Pero si invitas a cenar a personas afligidas, pobres, lisiados, cojos y ciegos… no podrán devolver la invitación. Por lo tanto, como su intención era espiritual, su recompensa también será espiritual. Tu recompensa vendrá del Espíritu, y contribuirá a que tengas una conciencia más profunda, una mayor visión del reino de los cielos.
Por supuesto, la hospitalidad no es sólo ofrecer una comida o una habitación, sino más bien compartir mi intimidad y dar la bienvenida a la intimidad del otro con sincero afecto y compasión. Porque Dios siempre quiere decirme algo a través de la presencia de un ser humano. A veces decimos en gratitud a una persona: Has sido un ángel para mí. Pero otras veces no sospechamos que un ser humano ha sido enviado a nuestra vida como un ángel mensajero: su presencia, su actitud agradable o dura, me hablará de la voluntad de Dios para mí en este momento.
Jesús establece otra petición para seguirlo, aún más dramática: la voluntad no sólo de perderlo todo sino también de renunciar a nuestras vidas.
La imagen de la cruz se refiere a las consecuencias inevitables que encuentra quien quiere vivir según los dictados del Evangelio: como el Maestro, tendrá su cruz.

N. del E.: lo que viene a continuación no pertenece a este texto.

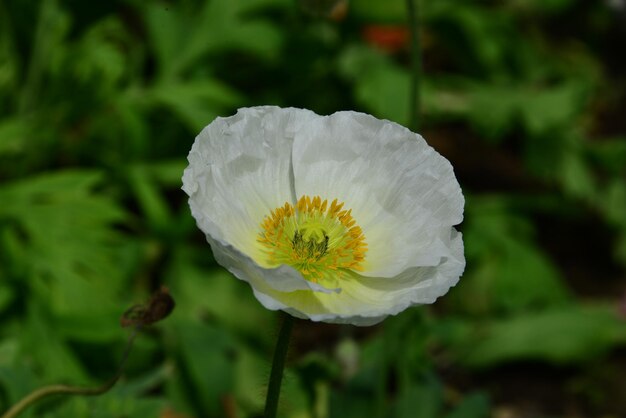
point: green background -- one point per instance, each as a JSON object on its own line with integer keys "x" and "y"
{"x": 100, "y": 103}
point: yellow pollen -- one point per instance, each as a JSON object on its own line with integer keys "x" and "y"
{"x": 314, "y": 237}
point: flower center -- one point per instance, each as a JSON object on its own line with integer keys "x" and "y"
{"x": 313, "y": 237}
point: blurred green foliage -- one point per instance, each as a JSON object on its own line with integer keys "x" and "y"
{"x": 99, "y": 105}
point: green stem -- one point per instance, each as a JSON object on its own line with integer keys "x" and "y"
{"x": 278, "y": 365}
{"x": 51, "y": 390}
{"x": 416, "y": 65}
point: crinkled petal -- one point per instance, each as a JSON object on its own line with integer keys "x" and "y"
{"x": 402, "y": 193}
{"x": 368, "y": 300}
{"x": 240, "y": 169}
{"x": 283, "y": 278}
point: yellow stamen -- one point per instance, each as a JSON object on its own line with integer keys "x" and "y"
{"x": 314, "y": 237}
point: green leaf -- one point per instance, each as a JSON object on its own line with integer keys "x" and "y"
{"x": 507, "y": 271}
{"x": 380, "y": 86}
{"x": 181, "y": 37}
{"x": 197, "y": 102}
{"x": 64, "y": 235}
{"x": 473, "y": 406}
{"x": 569, "y": 335}
{"x": 420, "y": 401}
{"x": 208, "y": 356}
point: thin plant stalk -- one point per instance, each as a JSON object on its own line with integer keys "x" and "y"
{"x": 278, "y": 365}
{"x": 416, "y": 65}
{"x": 51, "y": 390}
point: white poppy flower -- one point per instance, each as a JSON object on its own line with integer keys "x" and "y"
{"x": 343, "y": 218}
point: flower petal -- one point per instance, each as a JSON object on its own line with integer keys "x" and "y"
{"x": 239, "y": 170}
{"x": 402, "y": 193}
{"x": 368, "y": 300}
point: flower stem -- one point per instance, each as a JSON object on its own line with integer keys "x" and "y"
{"x": 416, "y": 65}
{"x": 46, "y": 391}
{"x": 278, "y": 365}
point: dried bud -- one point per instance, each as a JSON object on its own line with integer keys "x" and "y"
{"x": 159, "y": 307}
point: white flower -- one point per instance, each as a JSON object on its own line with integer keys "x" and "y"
{"x": 343, "y": 218}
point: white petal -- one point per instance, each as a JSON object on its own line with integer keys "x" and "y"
{"x": 239, "y": 170}
{"x": 402, "y": 193}
{"x": 282, "y": 278}
{"x": 368, "y": 300}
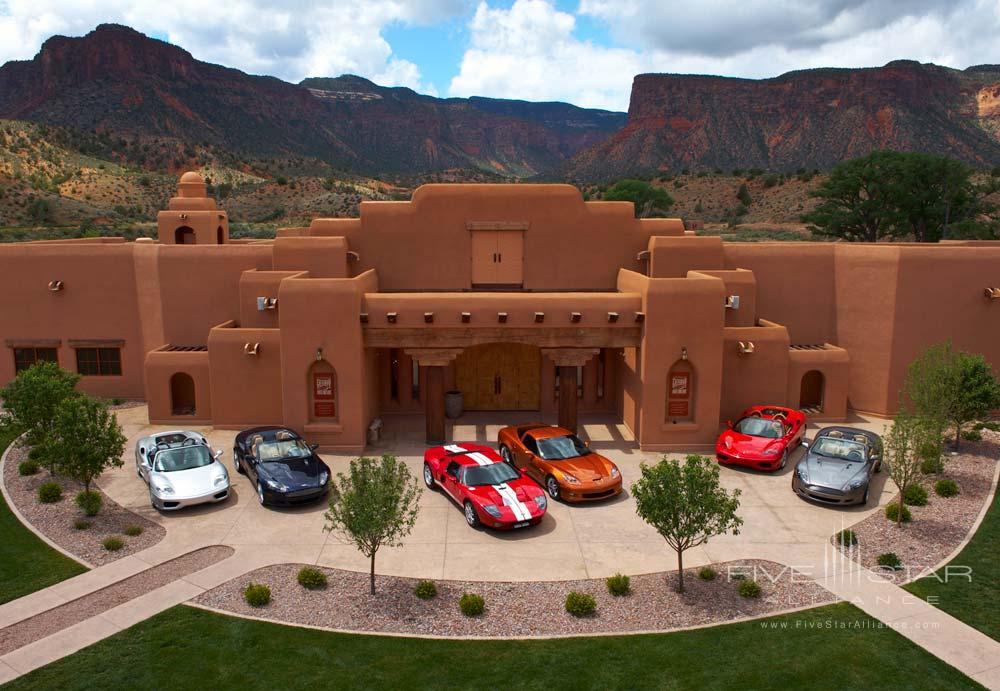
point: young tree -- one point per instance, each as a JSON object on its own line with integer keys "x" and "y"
{"x": 686, "y": 504}
{"x": 374, "y": 505}
{"x": 85, "y": 439}
{"x": 33, "y": 397}
{"x": 647, "y": 200}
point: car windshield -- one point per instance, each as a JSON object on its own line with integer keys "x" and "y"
{"x": 560, "y": 448}
{"x": 839, "y": 449}
{"x": 280, "y": 450}
{"x": 759, "y": 427}
{"x": 493, "y": 474}
{"x": 182, "y": 458}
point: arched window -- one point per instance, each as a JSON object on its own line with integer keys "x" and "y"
{"x": 322, "y": 392}
{"x": 184, "y": 236}
{"x": 811, "y": 391}
{"x": 182, "y": 399}
{"x": 680, "y": 392}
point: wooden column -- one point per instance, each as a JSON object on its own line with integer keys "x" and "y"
{"x": 567, "y": 360}
{"x": 434, "y": 360}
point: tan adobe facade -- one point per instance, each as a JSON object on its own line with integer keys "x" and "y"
{"x": 512, "y": 294}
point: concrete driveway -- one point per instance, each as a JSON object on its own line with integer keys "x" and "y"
{"x": 571, "y": 542}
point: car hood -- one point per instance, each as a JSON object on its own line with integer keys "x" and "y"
{"x": 193, "y": 482}
{"x": 827, "y": 472}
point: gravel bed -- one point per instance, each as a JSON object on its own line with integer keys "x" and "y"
{"x": 939, "y": 527}
{"x": 517, "y": 609}
{"x": 51, "y": 621}
{"x": 55, "y": 521}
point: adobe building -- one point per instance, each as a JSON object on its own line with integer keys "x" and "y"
{"x": 522, "y": 297}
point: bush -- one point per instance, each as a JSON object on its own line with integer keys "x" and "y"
{"x": 89, "y": 502}
{"x": 580, "y": 604}
{"x": 946, "y": 488}
{"x": 916, "y": 495}
{"x": 257, "y": 594}
{"x": 618, "y": 585}
{"x": 311, "y": 579}
{"x": 890, "y": 560}
{"x": 49, "y": 492}
{"x": 425, "y": 590}
{"x": 472, "y": 605}
{"x": 847, "y": 538}
{"x": 892, "y": 513}
{"x": 113, "y": 544}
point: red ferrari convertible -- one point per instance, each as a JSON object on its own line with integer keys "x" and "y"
{"x": 762, "y": 438}
{"x": 490, "y": 492}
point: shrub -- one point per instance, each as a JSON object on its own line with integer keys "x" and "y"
{"x": 580, "y": 604}
{"x": 890, "y": 560}
{"x": 113, "y": 544}
{"x": 946, "y": 488}
{"x": 472, "y": 605}
{"x": 257, "y": 594}
{"x": 619, "y": 584}
{"x": 916, "y": 495}
{"x": 847, "y": 538}
{"x": 425, "y": 590}
{"x": 49, "y": 492}
{"x": 311, "y": 579}
{"x": 892, "y": 513}
{"x": 89, "y": 502}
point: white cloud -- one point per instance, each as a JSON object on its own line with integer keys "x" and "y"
{"x": 291, "y": 40}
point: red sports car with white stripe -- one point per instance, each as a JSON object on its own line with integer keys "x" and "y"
{"x": 490, "y": 492}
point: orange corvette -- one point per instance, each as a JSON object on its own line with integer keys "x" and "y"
{"x": 560, "y": 462}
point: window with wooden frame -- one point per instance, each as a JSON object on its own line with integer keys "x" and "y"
{"x": 99, "y": 362}
{"x": 28, "y": 356}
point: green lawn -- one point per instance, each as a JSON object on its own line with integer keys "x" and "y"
{"x": 189, "y": 648}
{"x": 26, "y": 563}
{"x": 976, "y": 602}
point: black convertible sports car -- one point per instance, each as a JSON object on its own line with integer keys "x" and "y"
{"x": 280, "y": 465}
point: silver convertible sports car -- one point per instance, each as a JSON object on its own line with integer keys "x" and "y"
{"x": 838, "y": 466}
{"x": 181, "y": 470}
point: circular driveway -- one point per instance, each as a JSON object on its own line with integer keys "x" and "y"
{"x": 589, "y": 541}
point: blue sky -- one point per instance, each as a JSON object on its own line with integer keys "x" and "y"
{"x": 581, "y": 51}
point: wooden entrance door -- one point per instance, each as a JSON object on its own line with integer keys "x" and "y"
{"x": 499, "y": 376}
{"x": 497, "y": 257}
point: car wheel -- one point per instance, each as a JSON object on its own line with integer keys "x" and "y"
{"x": 552, "y": 487}
{"x": 471, "y": 517}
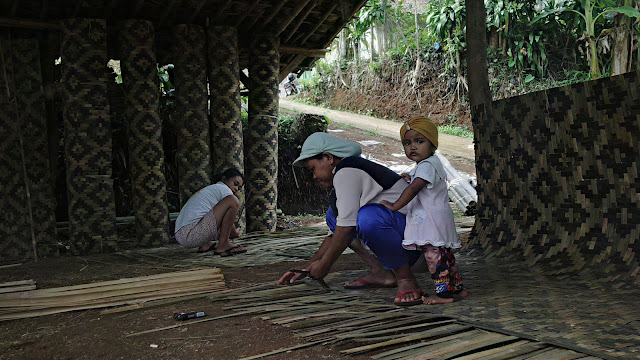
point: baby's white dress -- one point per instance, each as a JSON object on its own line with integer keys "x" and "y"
{"x": 429, "y": 216}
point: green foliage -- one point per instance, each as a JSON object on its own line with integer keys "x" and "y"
{"x": 455, "y": 130}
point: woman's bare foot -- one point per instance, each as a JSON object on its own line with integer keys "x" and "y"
{"x": 383, "y": 278}
{"x": 207, "y": 247}
{"x": 460, "y": 295}
{"x": 433, "y": 300}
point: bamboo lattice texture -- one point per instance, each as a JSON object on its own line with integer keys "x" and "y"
{"x": 126, "y": 291}
{"x": 87, "y": 136}
{"x": 16, "y": 238}
{"x": 361, "y": 325}
{"x": 33, "y": 120}
{"x": 140, "y": 77}
{"x": 558, "y": 178}
{"x": 261, "y": 136}
{"x": 227, "y": 149}
{"x": 192, "y": 123}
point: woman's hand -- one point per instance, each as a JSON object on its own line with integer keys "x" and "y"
{"x": 292, "y": 276}
{"x": 387, "y": 204}
{"x": 317, "y": 270}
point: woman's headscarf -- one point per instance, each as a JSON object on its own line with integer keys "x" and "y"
{"x": 318, "y": 143}
{"x": 423, "y": 125}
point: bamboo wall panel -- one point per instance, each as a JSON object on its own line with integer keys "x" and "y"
{"x": 190, "y": 81}
{"x": 33, "y": 119}
{"x": 146, "y": 154}
{"x": 227, "y": 149}
{"x": 87, "y": 132}
{"x": 558, "y": 177}
{"x": 15, "y": 237}
{"x": 261, "y": 145}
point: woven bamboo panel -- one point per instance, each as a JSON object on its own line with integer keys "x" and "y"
{"x": 227, "y": 147}
{"x": 15, "y": 237}
{"x": 87, "y": 132}
{"x": 261, "y": 137}
{"x": 192, "y": 123}
{"x": 30, "y": 102}
{"x": 558, "y": 178}
{"x": 146, "y": 154}
{"x": 359, "y": 324}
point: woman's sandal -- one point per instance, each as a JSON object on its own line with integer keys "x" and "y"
{"x": 230, "y": 252}
{"x": 211, "y": 248}
{"x": 409, "y": 303}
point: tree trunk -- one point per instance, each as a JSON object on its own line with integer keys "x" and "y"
{"x": 373, "y": 53}
{"x": 479, "y": 91}
{"x": 621, "y": 43}
{"x": 380, "y": 38}
{"x": 342, "y": 52}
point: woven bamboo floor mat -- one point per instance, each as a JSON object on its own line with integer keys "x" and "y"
{"x": 509, "y": 298}
{"x": 263, "y": 248}
{"x": 365, "y": 325}
{"x": 569, "y": 313}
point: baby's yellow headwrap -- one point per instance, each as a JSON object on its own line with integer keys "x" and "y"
{"x": 423, "y": 125}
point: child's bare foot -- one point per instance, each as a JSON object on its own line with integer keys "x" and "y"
{"x": 378, "y": 279}
{"x": 433, "y": 300}
{"x": 460, "y": 295}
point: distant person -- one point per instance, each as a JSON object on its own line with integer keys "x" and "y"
{"x": 209, "y": 216}
{"x": 430, "y": 225}
{"x": 355, "y": 214}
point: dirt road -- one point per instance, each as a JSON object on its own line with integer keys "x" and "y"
{"x": 449, "y": 144}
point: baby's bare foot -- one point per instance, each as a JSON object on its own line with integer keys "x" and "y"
{"x": 433, "y": 300}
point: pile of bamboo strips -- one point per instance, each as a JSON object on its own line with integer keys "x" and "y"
{"x": 461, "y": 190}
{"x": 128, "y": 291}
{"x": 17, "y": 286}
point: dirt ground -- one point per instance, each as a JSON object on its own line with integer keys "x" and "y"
{"x": 89, "y": 335}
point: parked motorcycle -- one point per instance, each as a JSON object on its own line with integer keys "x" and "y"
{"x": 289, "y": 87}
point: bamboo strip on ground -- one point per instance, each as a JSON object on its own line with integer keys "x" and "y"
{"x": 498, "y": 352}
{"x": 14, "y": 289}
{"x": 28, "y": 300}
{"x": 17, "y": 283}
{"x": 129, "y": 291}
{"x": 444, "y": 330}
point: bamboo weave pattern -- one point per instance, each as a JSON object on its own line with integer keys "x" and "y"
{"x": 261, "y": 145}
{"x": 558, "y": 178}
{"x": 87, "y": 131}
{"x": 226, "y": 121}
{"x": 30, "y": 101}
{"x": 190, "y": 81}
{"x": 140, "y": 77}
{"x": 16, "y": 239}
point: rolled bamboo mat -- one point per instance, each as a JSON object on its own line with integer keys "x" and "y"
{"x": 361, "y": 324}
{"x": 127, "y": 291}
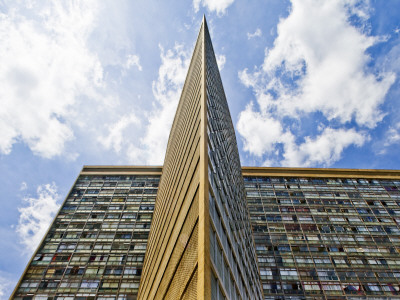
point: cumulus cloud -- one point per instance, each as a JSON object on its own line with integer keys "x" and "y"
{"x": 36, "y": 216}
{"x": 45, "y": 66}
{"x": 23, "y": 186}
{"x": 392, "y": 137}
{"x": 316, "y": 70}
{"x": 115, "y": 137}
{"x": 166, "y": 90}
{"x": 257, "y": 33}
{"x": 132, "y": 60}
{"x": 221, "y": 60}
{"x": 218, "y": 6}
{"x": 323, "y": 149}
{"x": 6, "y": 285}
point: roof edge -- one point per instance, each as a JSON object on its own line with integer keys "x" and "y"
{"x": 320, "y": 172}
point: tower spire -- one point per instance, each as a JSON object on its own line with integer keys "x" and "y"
{"x": 200, "y": 239}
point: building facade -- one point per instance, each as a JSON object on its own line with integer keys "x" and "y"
{"x": 319, "y": 234}
{"x": 203, "y": 227}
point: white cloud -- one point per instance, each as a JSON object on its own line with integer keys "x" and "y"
{"x": 6, "y": 286}
{"x": 23, "y": 186}
{"x": 218, "y": 6}
{"x": 323, "y": 149}
{"x": 260, "y": 132}
{"x": 316, "y": 69}
{"x": 37, "y": 215}
{"x": 115, "y": 138}
{"x": 392, "y": 137}
{"x": 133, "y": 60}
{"x": 166, "y": 90}
{"x": 221, "y": 60}
{"x": 257, "y": 33}
{"x": 46, "y": 65}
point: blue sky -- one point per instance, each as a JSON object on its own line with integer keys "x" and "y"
{"x": 309, "y": 83}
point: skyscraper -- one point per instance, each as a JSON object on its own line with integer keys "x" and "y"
{"x": 277, "y": 233}
{"x": 200, "y": 242}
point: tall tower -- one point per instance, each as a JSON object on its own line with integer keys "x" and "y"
{"x": 200, "y": 244}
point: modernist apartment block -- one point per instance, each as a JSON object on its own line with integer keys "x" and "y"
{"x": 203, "y": 227}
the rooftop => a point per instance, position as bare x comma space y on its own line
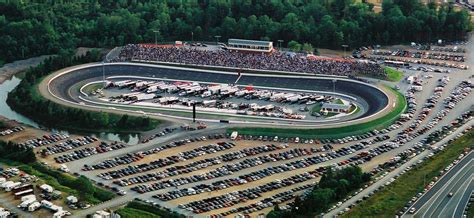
249, 42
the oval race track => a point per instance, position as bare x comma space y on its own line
373, 98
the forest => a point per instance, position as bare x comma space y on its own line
26, 100
33, 27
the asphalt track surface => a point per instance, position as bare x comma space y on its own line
374, 99
459, 181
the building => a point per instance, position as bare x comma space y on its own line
336, 108
249, 45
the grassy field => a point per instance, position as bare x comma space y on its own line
60, 181
338, 132
393, 75
91, 88
132, 213
390, 200
470, 212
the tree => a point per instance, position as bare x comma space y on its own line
294, 46
84, 184
308, 48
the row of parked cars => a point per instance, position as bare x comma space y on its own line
306, 140
165, 131
11, 130
460, 92
67, 145
198, 165
225, 183
271, 201
103, 147
413, 151
421, 54
167, 161
45, 140
134, 157
237, 197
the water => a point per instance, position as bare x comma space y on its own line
7, 112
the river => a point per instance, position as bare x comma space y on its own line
7, 112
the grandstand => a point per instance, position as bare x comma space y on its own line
250, 45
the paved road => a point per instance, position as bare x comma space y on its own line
456, 77
363, 91
435, 202
395, 172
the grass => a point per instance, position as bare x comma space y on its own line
337, 132
470, 212
317, 108
132, 213
390, 200
338, 101
393, 75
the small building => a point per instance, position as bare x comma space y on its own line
71, 199
250, 45
47, 188
336, 108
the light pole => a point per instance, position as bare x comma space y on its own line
279, 43
345, 47
217, 39
156, 36
103, 73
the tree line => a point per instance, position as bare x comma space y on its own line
333, 187
33, 27
25, 99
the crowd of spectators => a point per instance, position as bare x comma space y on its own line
276, 61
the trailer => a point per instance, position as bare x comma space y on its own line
22, 188
5, 184
11, 186
46, 188
20, 194
34, 206
417, 88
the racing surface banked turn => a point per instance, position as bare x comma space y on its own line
373, 98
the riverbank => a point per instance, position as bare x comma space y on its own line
11, 69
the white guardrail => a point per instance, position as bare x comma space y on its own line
292, 123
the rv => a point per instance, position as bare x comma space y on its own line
23, 193
11, 186
234, 135
34, 206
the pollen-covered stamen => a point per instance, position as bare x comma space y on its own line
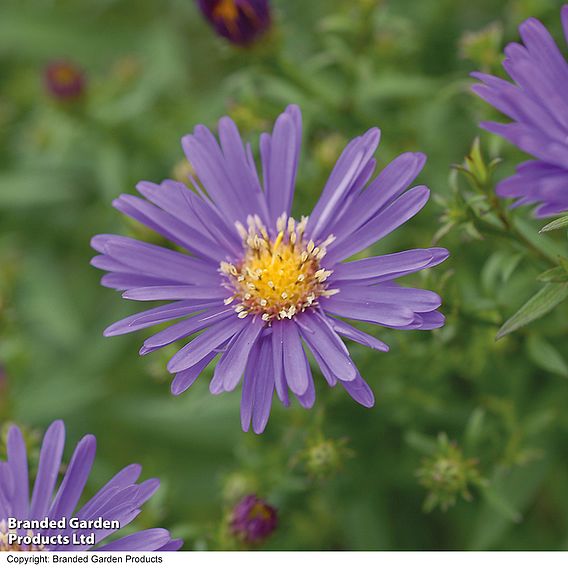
277, 278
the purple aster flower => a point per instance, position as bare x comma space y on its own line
240, 21
253, 520
537, 104
64, 80
261, 287
119, 500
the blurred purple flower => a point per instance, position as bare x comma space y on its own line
262, 292
538, 106
64, 80
253, 520
240, 21
119, 500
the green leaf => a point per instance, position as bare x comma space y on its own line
35, 189
546, 356
556, 274
540, 304
556, 224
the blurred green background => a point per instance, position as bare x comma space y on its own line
466, 446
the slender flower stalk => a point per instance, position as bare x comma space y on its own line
240, 21
253, 520
536, 102
117, 503
262, 287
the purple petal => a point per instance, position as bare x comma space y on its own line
359, 336
48, 469
232, 364
184, 379
152, 293
328, 345
147, 540
395, 215
372, 312
204, 344
75, 478
294, 359
18, 461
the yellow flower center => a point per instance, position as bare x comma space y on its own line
226, 10
277, 278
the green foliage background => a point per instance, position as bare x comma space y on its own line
154, 70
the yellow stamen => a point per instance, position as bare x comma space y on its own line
279, 278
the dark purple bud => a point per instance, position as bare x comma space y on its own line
253, 520
240, 21
64, 80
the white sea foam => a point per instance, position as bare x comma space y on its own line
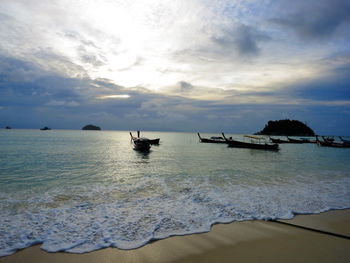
79, 220
78, 193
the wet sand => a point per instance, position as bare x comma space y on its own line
249, 241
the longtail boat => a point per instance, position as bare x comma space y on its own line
329, 142
212, 139
291, 140
140, 144
254, 144
275, 140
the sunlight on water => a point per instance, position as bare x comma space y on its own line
79, 191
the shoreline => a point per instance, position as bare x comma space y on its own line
246, 241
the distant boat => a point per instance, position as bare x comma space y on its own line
256, 143
306, 140
274, 140
213, 139
154, 141
291, 140
329, 142
346, 142
140, 144
151, 141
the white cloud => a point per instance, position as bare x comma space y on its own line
230, 45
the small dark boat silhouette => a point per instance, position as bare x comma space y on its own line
140, 144
212, 139
254, 144
275, 140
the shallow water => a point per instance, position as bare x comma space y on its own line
79, 191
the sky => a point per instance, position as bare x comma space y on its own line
175, 65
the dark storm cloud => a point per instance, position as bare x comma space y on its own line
315, 19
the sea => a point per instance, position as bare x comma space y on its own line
79, 191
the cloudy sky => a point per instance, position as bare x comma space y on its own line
176, 65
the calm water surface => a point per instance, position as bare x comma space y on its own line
79, 191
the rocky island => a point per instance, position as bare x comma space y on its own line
91, 127
287, 128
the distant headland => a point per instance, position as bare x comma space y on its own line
91, 127
287, 128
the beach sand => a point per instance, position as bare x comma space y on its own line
249, 241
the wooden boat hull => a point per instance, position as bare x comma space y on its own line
205, 140
294, 140
332, 144
141, 145
250, 145
240, 144
154, 141
274, 140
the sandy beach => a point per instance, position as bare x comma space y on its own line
249, 241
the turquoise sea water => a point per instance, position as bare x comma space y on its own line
79, 191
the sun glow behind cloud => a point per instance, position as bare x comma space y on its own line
88, 53
155, 44
123, 96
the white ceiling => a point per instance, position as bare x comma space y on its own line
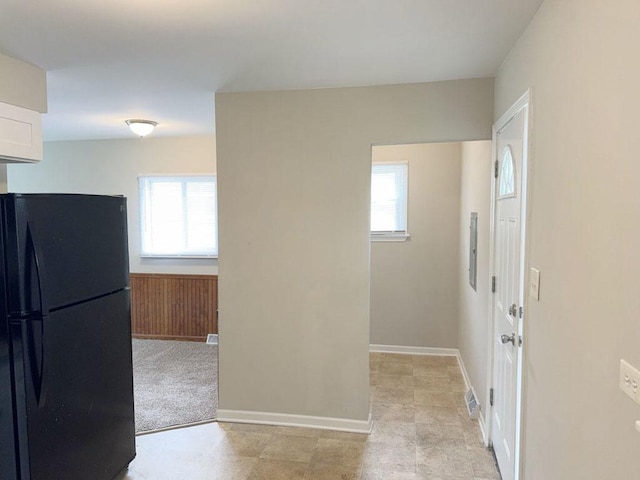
162, 60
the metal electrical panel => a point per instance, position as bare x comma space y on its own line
473, 249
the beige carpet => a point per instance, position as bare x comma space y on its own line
174, 383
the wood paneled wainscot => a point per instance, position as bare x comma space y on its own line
167, 306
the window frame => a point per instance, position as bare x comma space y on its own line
142, 210
392, 236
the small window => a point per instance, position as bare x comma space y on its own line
507, 183
389, 201
178, 216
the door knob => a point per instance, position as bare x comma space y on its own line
508, 338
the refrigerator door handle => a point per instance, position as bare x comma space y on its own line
40, 272
38, 368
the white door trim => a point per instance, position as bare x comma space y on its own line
524, 102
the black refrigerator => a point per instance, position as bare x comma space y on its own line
66, 383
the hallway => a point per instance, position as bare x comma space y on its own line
421, 431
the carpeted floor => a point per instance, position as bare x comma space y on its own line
174, 383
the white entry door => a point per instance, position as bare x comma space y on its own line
508, 263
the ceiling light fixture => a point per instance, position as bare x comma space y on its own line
141, 127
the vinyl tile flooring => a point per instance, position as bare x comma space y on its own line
421, 430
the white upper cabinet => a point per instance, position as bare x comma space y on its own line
20, 134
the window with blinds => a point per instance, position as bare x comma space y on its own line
389, 200
178, 216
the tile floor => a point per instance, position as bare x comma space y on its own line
421, 431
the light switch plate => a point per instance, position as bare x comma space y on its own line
630, 381
534, 283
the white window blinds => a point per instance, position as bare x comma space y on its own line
389, 198
178, 216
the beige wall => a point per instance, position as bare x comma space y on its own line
112, 167
414, 284
294, 186
580, 59
473, 307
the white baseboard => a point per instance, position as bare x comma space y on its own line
414, 350
268, 418
467, 383
465, 375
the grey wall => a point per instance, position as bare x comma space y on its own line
473, 307
112, 167
294, 185
580, 59
414, 284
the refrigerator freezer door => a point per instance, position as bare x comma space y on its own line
79, 419
64, 249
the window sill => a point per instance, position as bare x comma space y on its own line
201, 257
389, 237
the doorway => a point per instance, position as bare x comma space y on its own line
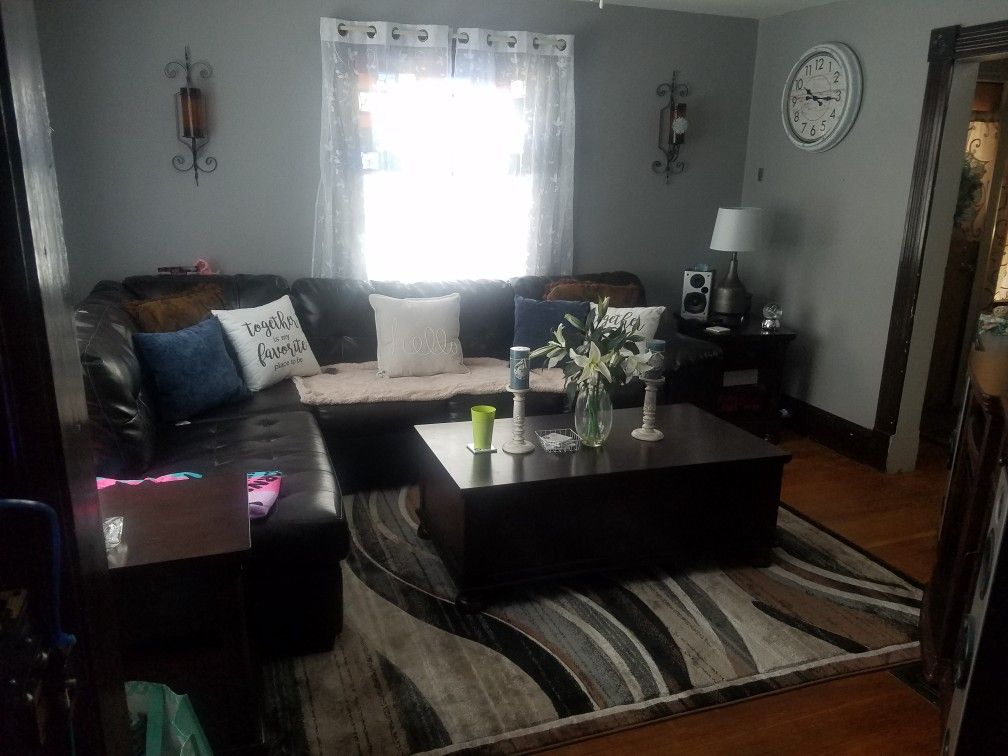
975, 274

No elegimos nuestra cruz. Se nos da en nuestras propias limitaciones, ya sean morales, materiales, físicas o espirituales. También a través de la envidia, la violencia y el odio de este mundo. La cruz representa nuestro constante y generosa abnegación, nuestro auto-sacrificio. Pero hoy Jesús nos dice que la cruz es verdaderamente un instrumento para seguirlo, como lo fue para que Él lograse nuestra redención.